When faced with long stretches at home, many rejoiced with all the projects they would be able to get done. Those loose photos can finally be organized into albums! Time to clean out all the closets! Homeschooling the kids? No problem!

Some people with ADHD may have started out feeling hopeful, only to find that weeks later there has been nothing crossed off the list. Maybe you started purging your closet and midway through you decide that the shelves really don’t work well for your closet size and two hours later you find yourself plopped down in the middle of your half-finished purge pile creating a board for closet organization on Pinterest. Maybe you want to read that new novel for just a little bit before you start that report the boss is asking for only to look up and realize it is four hours later.

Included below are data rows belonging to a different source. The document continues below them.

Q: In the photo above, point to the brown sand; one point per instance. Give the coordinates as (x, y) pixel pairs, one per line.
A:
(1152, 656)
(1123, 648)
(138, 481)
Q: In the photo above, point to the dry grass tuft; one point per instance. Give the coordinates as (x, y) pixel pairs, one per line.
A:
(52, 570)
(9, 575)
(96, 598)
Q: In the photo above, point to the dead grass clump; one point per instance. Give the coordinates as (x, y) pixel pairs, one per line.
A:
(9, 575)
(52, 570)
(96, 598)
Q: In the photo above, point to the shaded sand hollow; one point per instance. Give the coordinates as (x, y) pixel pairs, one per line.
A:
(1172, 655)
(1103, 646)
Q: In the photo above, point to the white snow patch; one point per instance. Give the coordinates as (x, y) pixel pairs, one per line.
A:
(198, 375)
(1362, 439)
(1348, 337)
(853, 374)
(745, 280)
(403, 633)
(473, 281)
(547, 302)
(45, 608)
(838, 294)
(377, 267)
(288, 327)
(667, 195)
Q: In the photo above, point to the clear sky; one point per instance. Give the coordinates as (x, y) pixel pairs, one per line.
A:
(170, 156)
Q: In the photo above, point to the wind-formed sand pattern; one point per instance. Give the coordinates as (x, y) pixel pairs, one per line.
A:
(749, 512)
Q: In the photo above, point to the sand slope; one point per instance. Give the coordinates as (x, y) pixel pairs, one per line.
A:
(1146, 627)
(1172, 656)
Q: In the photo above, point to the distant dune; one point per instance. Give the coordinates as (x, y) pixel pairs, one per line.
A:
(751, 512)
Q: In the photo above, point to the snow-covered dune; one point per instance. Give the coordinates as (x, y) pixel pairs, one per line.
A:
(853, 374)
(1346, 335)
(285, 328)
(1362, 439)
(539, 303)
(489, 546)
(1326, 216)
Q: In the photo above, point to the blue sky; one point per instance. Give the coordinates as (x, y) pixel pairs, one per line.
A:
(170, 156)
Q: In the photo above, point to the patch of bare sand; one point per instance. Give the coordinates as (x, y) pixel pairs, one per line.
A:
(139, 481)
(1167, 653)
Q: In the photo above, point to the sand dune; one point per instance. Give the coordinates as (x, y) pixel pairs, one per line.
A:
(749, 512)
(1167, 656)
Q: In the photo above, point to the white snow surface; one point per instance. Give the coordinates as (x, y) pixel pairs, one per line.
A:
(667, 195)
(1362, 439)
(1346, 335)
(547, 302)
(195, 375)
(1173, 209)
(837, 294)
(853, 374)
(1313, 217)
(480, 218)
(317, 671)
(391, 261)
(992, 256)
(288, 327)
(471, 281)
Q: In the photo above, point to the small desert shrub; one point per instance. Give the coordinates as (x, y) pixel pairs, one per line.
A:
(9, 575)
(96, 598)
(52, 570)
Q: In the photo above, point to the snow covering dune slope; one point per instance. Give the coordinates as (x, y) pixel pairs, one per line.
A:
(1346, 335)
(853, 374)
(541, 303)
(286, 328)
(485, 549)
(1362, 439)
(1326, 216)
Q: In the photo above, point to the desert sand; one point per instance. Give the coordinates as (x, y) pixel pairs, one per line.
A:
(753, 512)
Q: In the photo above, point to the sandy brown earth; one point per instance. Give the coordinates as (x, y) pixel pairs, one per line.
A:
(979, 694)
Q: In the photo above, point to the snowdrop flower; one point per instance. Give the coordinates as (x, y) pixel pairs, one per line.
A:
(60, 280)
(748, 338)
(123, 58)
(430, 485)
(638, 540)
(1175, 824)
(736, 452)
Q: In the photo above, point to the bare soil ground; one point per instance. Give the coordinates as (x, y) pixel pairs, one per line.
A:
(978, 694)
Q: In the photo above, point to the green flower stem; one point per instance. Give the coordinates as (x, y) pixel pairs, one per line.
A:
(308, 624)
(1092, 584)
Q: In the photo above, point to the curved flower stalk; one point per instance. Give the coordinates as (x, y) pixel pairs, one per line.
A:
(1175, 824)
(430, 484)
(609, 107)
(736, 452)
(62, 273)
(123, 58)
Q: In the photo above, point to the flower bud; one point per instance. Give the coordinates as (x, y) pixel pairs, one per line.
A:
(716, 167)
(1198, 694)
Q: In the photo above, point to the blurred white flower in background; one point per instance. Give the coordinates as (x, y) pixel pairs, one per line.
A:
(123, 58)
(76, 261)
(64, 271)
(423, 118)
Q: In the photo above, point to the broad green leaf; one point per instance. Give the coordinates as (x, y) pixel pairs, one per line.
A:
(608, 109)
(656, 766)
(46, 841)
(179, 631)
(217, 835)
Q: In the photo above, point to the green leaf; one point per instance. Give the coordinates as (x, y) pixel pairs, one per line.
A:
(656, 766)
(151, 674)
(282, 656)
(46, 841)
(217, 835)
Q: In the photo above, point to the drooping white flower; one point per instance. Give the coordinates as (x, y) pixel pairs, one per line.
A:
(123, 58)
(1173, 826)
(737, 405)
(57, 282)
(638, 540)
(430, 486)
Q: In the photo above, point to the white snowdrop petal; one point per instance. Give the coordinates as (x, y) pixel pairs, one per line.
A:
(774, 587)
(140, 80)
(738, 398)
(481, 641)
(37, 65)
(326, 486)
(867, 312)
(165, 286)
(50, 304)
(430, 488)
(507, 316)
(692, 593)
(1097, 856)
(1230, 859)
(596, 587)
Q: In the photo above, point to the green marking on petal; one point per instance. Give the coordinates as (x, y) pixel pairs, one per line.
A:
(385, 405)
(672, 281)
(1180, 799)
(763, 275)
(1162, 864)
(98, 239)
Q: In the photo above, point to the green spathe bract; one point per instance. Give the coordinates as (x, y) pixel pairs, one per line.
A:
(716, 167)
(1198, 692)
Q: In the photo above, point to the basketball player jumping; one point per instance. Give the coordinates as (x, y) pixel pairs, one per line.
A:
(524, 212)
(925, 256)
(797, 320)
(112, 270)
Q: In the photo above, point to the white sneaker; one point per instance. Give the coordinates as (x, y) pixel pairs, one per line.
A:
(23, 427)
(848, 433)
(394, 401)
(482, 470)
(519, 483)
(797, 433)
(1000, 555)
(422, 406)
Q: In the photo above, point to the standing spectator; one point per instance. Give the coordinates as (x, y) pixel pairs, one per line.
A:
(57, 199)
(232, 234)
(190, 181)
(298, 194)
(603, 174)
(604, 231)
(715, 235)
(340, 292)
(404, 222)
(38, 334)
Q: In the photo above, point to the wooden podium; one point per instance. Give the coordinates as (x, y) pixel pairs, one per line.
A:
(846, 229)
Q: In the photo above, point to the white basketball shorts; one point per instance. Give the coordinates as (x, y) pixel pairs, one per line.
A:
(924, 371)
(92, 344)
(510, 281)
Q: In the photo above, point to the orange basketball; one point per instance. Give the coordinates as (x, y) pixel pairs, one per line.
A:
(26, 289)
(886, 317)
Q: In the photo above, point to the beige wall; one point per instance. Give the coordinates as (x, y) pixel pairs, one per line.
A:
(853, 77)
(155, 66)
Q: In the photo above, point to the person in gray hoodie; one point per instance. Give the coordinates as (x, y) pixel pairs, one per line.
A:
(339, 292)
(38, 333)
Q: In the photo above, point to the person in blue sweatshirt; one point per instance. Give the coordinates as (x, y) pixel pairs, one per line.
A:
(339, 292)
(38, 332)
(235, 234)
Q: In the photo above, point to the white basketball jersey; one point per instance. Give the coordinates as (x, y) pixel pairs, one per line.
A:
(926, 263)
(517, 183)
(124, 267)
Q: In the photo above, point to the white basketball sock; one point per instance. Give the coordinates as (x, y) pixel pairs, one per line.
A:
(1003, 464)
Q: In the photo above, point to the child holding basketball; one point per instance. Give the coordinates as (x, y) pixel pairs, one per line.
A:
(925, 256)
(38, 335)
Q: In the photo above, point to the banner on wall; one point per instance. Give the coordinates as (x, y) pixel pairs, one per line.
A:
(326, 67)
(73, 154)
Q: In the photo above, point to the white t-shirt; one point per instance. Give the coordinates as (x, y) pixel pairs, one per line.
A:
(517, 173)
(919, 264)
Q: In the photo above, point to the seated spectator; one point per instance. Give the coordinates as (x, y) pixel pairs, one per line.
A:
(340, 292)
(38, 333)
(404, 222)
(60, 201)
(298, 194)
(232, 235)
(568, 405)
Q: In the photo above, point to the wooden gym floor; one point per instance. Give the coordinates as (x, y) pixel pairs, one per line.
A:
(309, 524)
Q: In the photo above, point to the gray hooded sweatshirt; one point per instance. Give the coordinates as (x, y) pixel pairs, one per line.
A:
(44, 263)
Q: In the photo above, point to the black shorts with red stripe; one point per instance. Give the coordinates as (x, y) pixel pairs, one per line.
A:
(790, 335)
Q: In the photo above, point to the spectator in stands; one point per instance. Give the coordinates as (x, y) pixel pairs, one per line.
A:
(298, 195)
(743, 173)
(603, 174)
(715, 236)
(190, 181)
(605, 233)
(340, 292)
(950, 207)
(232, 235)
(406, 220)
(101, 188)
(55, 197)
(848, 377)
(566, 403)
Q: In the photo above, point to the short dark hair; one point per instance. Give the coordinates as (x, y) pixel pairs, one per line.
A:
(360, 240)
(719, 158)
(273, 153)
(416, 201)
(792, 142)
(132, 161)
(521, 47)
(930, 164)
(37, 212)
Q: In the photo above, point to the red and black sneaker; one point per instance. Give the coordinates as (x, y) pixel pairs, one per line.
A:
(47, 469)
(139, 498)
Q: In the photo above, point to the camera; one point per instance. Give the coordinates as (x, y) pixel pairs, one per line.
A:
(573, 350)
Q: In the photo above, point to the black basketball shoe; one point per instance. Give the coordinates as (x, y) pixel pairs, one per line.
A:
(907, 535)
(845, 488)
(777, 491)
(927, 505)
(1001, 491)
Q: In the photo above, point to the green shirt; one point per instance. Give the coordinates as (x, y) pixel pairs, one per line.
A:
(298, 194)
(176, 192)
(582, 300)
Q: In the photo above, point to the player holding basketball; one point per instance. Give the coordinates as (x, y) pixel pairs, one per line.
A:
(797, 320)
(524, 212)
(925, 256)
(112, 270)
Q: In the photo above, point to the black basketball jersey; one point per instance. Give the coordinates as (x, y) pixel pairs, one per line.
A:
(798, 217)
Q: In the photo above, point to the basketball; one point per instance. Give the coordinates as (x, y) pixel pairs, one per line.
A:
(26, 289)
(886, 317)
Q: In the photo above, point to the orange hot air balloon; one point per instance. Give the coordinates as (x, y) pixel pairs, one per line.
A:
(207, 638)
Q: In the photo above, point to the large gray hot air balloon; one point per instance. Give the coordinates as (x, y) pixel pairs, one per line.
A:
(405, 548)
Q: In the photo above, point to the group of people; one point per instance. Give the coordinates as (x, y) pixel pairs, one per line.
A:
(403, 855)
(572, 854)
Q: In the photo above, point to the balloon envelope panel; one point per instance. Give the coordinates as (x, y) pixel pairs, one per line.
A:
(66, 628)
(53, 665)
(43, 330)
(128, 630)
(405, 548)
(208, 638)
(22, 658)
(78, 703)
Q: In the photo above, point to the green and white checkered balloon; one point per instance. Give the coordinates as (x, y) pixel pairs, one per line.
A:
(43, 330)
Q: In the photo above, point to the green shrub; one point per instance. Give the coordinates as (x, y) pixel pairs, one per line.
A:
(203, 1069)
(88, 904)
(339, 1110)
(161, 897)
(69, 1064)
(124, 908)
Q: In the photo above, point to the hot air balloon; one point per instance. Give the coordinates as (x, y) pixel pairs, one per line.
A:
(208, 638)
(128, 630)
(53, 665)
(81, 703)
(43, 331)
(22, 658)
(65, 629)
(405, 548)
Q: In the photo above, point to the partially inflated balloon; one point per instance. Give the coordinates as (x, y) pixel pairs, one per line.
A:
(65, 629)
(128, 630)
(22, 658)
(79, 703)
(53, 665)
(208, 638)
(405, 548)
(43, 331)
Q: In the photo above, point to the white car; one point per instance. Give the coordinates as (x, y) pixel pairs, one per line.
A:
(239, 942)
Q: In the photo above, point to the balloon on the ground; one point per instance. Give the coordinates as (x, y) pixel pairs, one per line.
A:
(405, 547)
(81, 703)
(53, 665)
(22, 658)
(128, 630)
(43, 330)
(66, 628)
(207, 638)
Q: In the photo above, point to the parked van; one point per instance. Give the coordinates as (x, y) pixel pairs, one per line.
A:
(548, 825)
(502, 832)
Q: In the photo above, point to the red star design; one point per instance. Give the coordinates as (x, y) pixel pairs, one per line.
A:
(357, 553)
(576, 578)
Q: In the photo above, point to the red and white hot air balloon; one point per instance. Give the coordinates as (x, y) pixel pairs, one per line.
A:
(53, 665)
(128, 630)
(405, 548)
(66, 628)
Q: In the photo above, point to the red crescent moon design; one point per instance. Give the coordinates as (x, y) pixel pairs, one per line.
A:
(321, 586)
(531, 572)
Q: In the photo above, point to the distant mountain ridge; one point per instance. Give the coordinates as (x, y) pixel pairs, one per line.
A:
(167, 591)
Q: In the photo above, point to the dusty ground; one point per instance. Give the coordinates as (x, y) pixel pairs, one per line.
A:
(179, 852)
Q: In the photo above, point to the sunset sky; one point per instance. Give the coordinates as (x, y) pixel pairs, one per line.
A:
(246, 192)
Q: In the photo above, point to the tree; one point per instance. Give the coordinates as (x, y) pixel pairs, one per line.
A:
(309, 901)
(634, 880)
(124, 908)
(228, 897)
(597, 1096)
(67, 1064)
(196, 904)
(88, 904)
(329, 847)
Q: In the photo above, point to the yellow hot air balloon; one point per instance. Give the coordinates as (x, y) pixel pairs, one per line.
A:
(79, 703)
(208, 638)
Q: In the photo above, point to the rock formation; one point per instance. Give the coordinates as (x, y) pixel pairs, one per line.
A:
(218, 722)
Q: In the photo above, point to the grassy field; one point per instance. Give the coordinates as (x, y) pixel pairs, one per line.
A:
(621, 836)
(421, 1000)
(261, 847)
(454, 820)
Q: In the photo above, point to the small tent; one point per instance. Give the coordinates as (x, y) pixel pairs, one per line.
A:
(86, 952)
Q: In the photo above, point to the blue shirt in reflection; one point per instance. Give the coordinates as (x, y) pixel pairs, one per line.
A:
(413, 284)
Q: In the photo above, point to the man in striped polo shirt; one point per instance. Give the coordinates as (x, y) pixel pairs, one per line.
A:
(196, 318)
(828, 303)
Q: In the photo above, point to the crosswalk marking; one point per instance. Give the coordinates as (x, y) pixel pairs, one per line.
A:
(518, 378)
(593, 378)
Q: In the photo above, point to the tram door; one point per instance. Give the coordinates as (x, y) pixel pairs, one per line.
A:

Here are some tips that may help you stay focused and on task when the “new normal” doesn’t have built-in structure.

  • Take your ADHD medication every day. Just because you do not have to rush to a 9 am meeting isn’t an excuse to slack on your meds. For more information about taking breaks from medication, check out our blog “Summer Medications”.
  • Get dressed every morning. Sure, staying in your pj’s is a perk to not leaving the house, but getting dressed stimulates your brain and sets the tone for productivity.
  • Set small, specific goals. Instead of boldly proclaiming, “I’m going to clean the entire house!”, make a deliberate list of tasks and crossing each one off will keep your momentum going. “Unload dishwasher” “Reload Dishwasher” “Mop Floor”
  • Set reminders on your phone. You probably have a smartphone, use it! Designate time for meal prep, checking email, limit your downtime before you spend three hours playing Candy Crush.
  • Get exercise!  Even if you are super busy, there are plenty of free workouts either on apps or YouTube. Exercise is shown to amplify dopamine.
  • Get social. If you crave socialization and miss your colleagues or classmates, Facetime them or plan a web call.
  • Don’t compare. Just because your friends are posting amazing recipes that they tried (and not just pinned) or the new herb garden they planted (ahem, and not just pinned), doesn’t mean you have to keep up. Don’t feel guilty if you aren’t keeping up with your super productive pals. Reward yourself for knocking out the little things.
  • Fit in the fun. ADHD brains get bored. Schedule some time to do something fun or creative. Learn a new craft (just one at a time, don’t break the bank on craft supplies you’ll abandon), invent a new outdoor game (how many times can your family hit the whiffle ball with the racquet without it touching the ground…our record is 74).

In times like these, people with ADHD may thrive because we are flexible and able to go-with-the-flow. Or, we might wander around the house aimlessly trying to figure out where to start. The key is, to JUST START. Use tools to help you stay structured, take control of your life and have some fun.